How am I supposed to take notes, and add my opinions on things when I don't have any? How am I supposed to add any value to the things I'm reading? I have no option but to take raw notes, when my knowledge is so limited.
Bottom up approach involves not thinking from a hierarchical structure, but branching out infinitely from the bottom. So, there has to be a better way of organizing these notes without really organizing them. There has to be a better way of linking concepts together, unlike the method I've started off with which was for example organizing by course, and then each lecture rather than atomic concepts.
I obviously need to stop taking notes as phrases or key words, but need to start writing down and explaining concepts as if part of articles. Then it stops being about smaller bits of information, but rather, large chunks of processed facts and opinions that are coherent thoughts.
The important question here is: how can I make this idea detailed enough to stand on its own, without the context of the book or the associated highlight?

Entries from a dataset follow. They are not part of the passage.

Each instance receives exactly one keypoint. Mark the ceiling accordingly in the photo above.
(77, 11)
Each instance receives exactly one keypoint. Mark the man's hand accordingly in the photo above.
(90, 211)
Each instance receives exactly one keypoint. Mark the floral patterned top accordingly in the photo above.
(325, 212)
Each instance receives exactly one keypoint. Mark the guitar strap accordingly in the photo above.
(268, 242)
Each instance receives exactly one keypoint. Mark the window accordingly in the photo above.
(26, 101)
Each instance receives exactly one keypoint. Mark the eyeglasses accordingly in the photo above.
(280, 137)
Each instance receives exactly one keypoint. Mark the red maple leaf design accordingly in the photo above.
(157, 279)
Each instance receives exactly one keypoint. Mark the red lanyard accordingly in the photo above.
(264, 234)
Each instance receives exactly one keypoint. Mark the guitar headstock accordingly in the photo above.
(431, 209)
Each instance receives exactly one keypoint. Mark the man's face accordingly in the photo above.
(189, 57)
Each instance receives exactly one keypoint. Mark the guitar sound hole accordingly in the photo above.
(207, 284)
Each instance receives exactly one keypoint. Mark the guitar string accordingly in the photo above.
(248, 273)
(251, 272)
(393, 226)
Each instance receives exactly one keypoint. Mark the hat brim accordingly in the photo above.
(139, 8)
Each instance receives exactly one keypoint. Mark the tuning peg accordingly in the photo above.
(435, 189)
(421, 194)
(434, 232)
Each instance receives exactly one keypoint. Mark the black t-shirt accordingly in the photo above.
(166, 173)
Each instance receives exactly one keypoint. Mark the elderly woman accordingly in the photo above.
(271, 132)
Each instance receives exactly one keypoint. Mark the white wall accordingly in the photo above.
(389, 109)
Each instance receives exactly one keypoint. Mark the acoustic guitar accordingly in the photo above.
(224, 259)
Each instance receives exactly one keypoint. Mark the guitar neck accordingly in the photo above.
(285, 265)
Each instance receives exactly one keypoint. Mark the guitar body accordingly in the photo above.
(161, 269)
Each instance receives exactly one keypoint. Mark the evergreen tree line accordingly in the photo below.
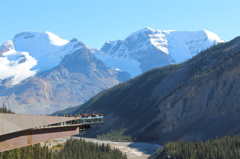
(73, 149)
(227, 147)
(80, 149)
(116, 135)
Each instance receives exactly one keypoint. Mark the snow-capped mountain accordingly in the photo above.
(41, 73)
(150, 48)
(32, 52)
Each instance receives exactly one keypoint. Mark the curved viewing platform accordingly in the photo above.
(18, 130)
(84, 120)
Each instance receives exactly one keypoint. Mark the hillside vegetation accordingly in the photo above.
(193, 100)
(220, 148)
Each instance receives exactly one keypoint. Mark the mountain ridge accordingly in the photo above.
(43, 71)
(193, 100)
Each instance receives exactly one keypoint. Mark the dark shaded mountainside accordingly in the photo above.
(198, 99)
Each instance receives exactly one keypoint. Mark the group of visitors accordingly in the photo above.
(84, 115)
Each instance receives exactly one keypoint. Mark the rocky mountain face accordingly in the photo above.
(41, 73)
(198, 99)
(150, 48)
(77, 77)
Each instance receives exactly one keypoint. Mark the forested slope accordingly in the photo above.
(197, 99)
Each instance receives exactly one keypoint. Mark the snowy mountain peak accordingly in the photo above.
(150, 48)
(212, 37)
(7, 46)
(31, 52)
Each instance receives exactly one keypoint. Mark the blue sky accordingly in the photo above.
(95, 21)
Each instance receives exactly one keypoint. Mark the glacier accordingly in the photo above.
(32, 52)
(150, 48)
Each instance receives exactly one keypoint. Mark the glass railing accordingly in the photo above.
(77, 121)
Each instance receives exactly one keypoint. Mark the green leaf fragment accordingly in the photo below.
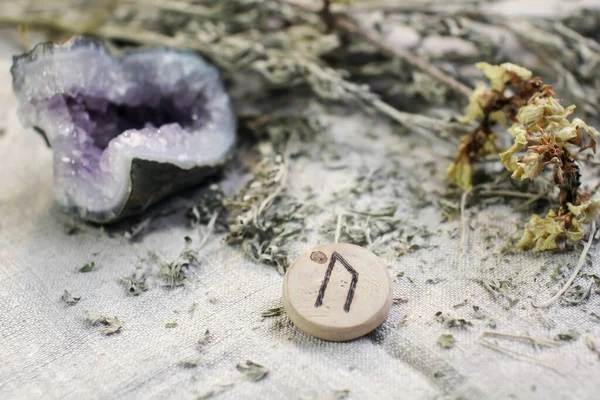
(69, 299)
(111, 324)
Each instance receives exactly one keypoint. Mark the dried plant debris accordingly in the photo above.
(450, 322)
(134, 231)
(89, 267)
(446, 341)
(541, 128)
(591, 344)
(253, 371)
(69, 299)
(135, 284)
(110, 325)
(511, 87)
(272, 312)
(191, 363)
(174, 123)
(262, 218)
(210, 202)
(568, 336)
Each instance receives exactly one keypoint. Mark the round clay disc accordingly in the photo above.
(337, 291)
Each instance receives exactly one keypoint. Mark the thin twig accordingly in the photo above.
(209, 229)
(534, 342)
(578, 267)
(347, 24)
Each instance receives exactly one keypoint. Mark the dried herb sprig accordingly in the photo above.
(111, 324)
(253, 371)
(69, 299)
(511, 87)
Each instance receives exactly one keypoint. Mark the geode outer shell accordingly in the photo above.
(125, 131)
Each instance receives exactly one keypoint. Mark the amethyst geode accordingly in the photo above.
(125, 131)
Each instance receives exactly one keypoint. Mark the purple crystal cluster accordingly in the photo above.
(125, 131)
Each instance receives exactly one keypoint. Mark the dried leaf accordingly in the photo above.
(69, 299)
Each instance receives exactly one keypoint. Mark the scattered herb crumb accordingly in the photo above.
(399, 300)
(204, 339)
(461, 304)
(111, 324)
(89, 267)
(253, 371)
(69, 299)
(341, 394)
(446, 341)
(567, 336)
(272, 312)
(402, 321)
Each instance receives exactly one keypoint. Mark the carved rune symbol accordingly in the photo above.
(337, 257)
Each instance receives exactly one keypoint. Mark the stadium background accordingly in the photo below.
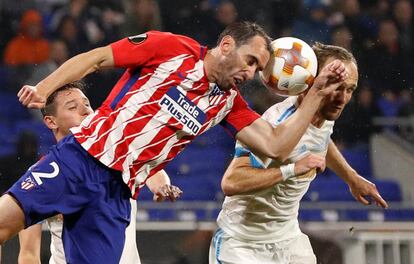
(375, 132)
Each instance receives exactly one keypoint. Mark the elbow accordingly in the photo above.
(228, 188)
(279, 155)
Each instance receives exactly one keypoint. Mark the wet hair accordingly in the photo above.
(324, 52)
(243, 32)
(50, 107)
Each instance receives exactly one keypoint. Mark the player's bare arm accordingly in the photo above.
(11, 219)
(360, 187)
(72, 70)
(29, 240)
(160, 186)
(240, 177)
(278, 142)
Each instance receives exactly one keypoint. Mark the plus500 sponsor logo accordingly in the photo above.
(184, 110)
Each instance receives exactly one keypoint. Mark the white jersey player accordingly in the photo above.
(258, 222)
(66, 108)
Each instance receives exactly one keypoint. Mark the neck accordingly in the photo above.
(317, 119)
(210, 65)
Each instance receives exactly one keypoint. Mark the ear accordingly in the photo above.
(50, 122)
(227, 44)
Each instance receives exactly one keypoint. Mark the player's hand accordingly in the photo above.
(308, 163)
(31, 98)
(364, 191)
(167, 191)
(330, 78)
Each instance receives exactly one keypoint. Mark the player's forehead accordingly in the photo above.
(256, 47)
(69, 95)
(351, 69)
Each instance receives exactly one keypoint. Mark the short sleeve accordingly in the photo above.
(240, 116)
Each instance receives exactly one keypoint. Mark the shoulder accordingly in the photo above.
(281, 109)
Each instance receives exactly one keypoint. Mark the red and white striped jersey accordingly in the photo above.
(160, 104)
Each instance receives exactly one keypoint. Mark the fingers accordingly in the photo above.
(175, 193)
(361, 199)
(380, 201)
(169, 192)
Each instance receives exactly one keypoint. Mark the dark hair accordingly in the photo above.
(50, 108)
(324, 52)
(243, 32)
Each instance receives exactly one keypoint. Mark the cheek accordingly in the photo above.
(70, 120)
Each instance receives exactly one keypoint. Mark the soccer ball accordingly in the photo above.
(291, 69)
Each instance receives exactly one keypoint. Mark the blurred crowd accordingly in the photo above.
(39, 35)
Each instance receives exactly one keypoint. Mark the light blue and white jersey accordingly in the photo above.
(270, 215)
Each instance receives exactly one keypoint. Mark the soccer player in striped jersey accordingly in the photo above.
(258, 221)
(173, 90)
(66, 108)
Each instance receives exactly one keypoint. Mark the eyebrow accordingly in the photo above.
(256, 60)
(69, 102)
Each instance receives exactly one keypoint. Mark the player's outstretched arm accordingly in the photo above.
(29, 240)
(72, 70)
(240, 177)
(278, 143)
(160, 185)
(360, 187)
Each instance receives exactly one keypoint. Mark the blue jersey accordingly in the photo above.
(93, 199)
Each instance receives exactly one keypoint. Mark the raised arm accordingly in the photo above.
(72, 70)
(278, 142)
(241, 177)
(360, 187)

You want each of these ideas to be fully formed thoughts that you can reference in a bunch of different areas later.
- Raw notes are useless.
Process: [[How to collect observations while reading]], [[How to process reading annotations into evergreen notes]]
Evergreen notes are either STRONG OPINIONS or STRONG FACTS, nothing else
[[Facts or Opinions]] - Via Nick Milo on the Obsidian Forum.

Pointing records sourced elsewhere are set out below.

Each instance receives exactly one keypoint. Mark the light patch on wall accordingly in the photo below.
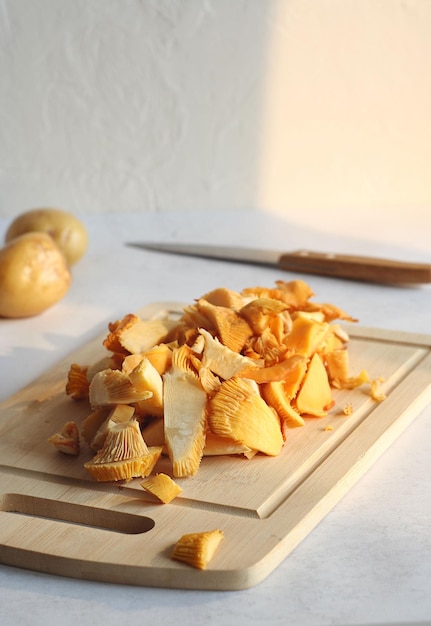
(348, 96)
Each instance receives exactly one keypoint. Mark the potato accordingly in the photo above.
(34, 275)
(67, 231)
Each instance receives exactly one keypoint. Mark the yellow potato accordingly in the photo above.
(67, 231)
(34, 275)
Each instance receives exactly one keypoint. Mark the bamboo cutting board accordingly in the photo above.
(55, 518)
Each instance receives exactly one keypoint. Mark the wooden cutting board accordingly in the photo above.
(54, 518)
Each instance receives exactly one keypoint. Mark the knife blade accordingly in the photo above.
(353, 267)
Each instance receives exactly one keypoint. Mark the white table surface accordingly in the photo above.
(369, 560)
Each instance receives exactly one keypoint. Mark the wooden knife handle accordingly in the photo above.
(368, 269)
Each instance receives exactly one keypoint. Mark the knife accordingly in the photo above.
(362, 268)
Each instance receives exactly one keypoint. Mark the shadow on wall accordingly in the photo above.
(295, 106)
(141, 106)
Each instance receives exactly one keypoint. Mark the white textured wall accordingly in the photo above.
(203, 104)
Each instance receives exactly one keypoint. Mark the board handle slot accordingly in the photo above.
(71, 513)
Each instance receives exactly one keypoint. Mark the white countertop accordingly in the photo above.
(369, 560)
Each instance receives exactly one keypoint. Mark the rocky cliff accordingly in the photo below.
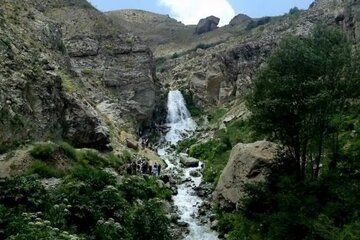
(67, 73)
(218, 66)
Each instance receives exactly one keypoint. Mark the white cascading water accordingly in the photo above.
(182, 126)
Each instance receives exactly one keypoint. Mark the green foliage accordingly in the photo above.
(150, 222)
(137, 188)
(215, 116)
(88, 204)
(174, 56)
(185, 145)
(67, 83)
(46, 170)
(302, 87)
(44, 151)
(87, 71)
(302, 99)
(238, 132)
(215, 155)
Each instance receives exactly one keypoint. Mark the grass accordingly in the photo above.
(44, 151)
(87, 72)
(215, 153)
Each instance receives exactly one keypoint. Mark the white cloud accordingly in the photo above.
(191, 11)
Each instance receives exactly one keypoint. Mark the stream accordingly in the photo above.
(182, 126)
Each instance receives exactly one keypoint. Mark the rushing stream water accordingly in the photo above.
(182, 126)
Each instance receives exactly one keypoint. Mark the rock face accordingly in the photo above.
(66, 73)
(239, 19)
(207, 24)
(223, 71)
(247, 164)
(189, 161)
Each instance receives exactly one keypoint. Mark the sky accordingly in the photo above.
(191, 11)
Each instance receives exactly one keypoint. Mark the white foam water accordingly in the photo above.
(182, 126)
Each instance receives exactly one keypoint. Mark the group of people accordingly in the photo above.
(143, 167)
(144, 142)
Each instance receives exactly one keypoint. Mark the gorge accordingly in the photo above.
(255, 125)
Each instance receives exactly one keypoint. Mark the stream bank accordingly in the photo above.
(187, 201)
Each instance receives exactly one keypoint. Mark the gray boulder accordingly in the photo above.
(248, 164)
(207, 24)
(189, 161)
(239, 19)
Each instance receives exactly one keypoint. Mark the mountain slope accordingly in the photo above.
(66, 73)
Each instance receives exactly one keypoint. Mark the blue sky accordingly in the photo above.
(190, 11)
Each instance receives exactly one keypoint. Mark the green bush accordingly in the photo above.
(185, 145)
(44, 151)
(69, 151)
(238, 132)
(137, 188)
(150, 222)
(45, 170)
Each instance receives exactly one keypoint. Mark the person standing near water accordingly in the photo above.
(155, 169)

Most evergreen notes should be strong opinions, so it forces you to think about what you're trying to say.
However, in my case (especially while trying to create a system like this from scratch), there are exceptions to this, being fact-based notes.
- Concepts: which can and should stand on their own
- Known Things: “The magna carta was signed in 1215”

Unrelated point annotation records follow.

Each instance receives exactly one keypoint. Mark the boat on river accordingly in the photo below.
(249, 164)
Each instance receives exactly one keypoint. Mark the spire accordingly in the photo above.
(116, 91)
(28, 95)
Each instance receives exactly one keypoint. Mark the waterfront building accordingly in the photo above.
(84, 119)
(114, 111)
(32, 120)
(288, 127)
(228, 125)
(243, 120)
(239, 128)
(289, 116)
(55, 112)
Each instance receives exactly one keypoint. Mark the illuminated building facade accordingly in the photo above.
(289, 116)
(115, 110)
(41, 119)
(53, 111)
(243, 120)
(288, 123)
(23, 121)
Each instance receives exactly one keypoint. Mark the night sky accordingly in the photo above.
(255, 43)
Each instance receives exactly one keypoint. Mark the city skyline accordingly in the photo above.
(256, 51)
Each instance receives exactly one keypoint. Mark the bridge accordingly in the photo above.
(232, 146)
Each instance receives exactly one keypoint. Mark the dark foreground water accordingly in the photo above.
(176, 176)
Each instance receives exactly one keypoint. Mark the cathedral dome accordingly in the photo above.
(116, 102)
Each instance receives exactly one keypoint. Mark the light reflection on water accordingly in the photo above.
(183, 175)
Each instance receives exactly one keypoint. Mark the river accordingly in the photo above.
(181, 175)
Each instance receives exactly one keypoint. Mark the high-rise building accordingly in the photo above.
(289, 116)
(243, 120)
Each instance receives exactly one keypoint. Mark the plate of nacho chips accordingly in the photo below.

- Standards: Things with a pre-set language (whether that’s programming, Things that follow a process, manuals, etc)
That said, those Fact-based evergreen notes should then spawn ideas of your own that have strong opinions.
Fact-based Evergreen Notes then become sturdy dots that we can then connect to other Opinion-based Evergreen Notes through a lovely process called thinking.
It's easy to get sucked into structure and get consumed into fitting things into categories, or generally getting paralyzed before even beginning a task such as note taking.
Perhaps the best way to go about doing this is focus on the notes and then focus on organizing these notes/giving them structure.
- Dad's thoughts on these don't require abolishing a categorical way of thinking, but rather finding the right categories to put things in.
- Not kind, rather purpose.
- We'd want to sort by what the thing is doing, rather than what type the thing is. Nobody would want to go through a list of YouTube videos, but rather Philosophy notes and then see the medium.